Engineering activities often produce considerable documentation as a by-product of the development process. Due to their complexity, technical analysts can benefit from text processing techniques able to identify concepts of interest and analyze deficiencies of the documents in an automated fashion. In practice, text sentences from the documentation are usually transformed to a vector space model, which is suitable for traditional machine learning classifiers. However, such transformations suffer from problems of synonyms and ambiguity that cause classification mistakes. For alleviating these problems, there has been a growing interest in the semantic enrichment of text. Unfortunately, using general-purpose thesaurus and encyclopedias to enrich technical documents belonging to a given domain (e.g. requirements engineering) often introduces noise and does not improve classification. In this work, we aim at boosting text classification by exploiting information about semantic roles. We have explored this approach when building a multi-label classifier for identifying special concepts, called domain actions, in textual software requirements.
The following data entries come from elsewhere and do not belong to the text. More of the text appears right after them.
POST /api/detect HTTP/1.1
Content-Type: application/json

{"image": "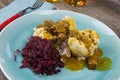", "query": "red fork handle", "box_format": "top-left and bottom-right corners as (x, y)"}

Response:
top-left (0, 13), bottom-right (20, 31)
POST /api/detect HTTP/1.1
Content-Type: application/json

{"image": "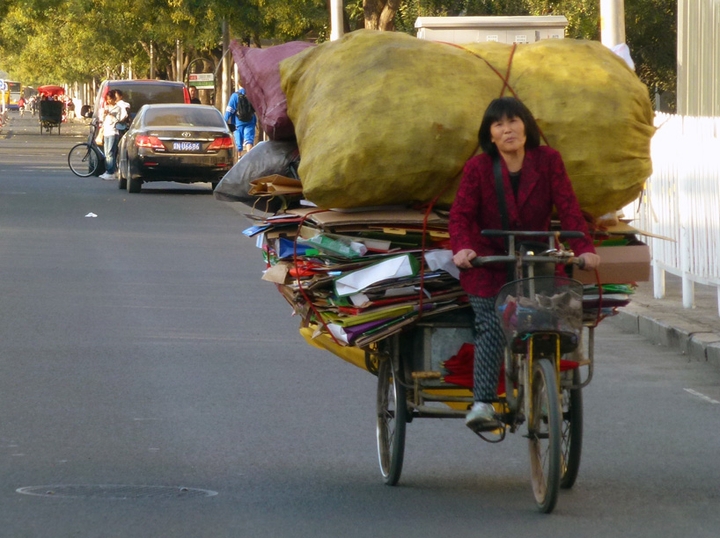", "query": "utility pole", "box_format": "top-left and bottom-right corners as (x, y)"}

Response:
top-left (215, 19), bottom-right (232, 111)
top-left (600, 0), bottom-right (625, 48)
top-left (330, 0), bottom-right (344, 41)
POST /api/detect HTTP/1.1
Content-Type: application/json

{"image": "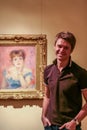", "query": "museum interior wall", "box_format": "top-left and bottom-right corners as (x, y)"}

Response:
top-left (0, 0), bottom-right (87, 130)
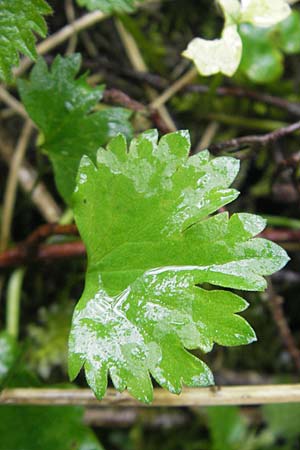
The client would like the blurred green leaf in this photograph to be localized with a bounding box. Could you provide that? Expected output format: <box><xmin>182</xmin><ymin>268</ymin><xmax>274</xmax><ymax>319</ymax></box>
<box><xmin>206</xmin><ymin>406</ymin><xmax>248</xmax><ymax>450</ymax></box>
<box><xmin>0</xmin><ymin>331</ymin><xmax>19</xmax><ymax>389</ymax></box>
<box><xmin>239</xmin><ymin>24</ymin><xmax>283</xmax><ymax>83</ymax></box>
<box><xmin>276</xmin><ymin>11</ymin><xmax>300</xmax><ymax>55</ymax></box>
<box><xmin>262</xmin><ymin>403</ymin><xmax>300</xmax><ymax>438</ymax></box>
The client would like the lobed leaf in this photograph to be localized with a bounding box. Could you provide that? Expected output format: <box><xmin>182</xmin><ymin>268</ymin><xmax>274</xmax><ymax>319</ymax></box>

After evaluating various combinations of semantic roles and text classification algorithms, we found that this kind of semantically-enriched data leads to improvements of up to 18% in both precision and recall, when compared to non-enriched data. Our enrichment strategy based on semantic roles also allowed classifiers to reach acceptable accuracy levels with small training sets. Moreover, semantic roles outperformed Wikipedia- and WordNET-based enrichments, which failed to boost requirements classification with several techniques. These results drove the development of two requirements tools, which we successfully applied in the processing of textual use cases.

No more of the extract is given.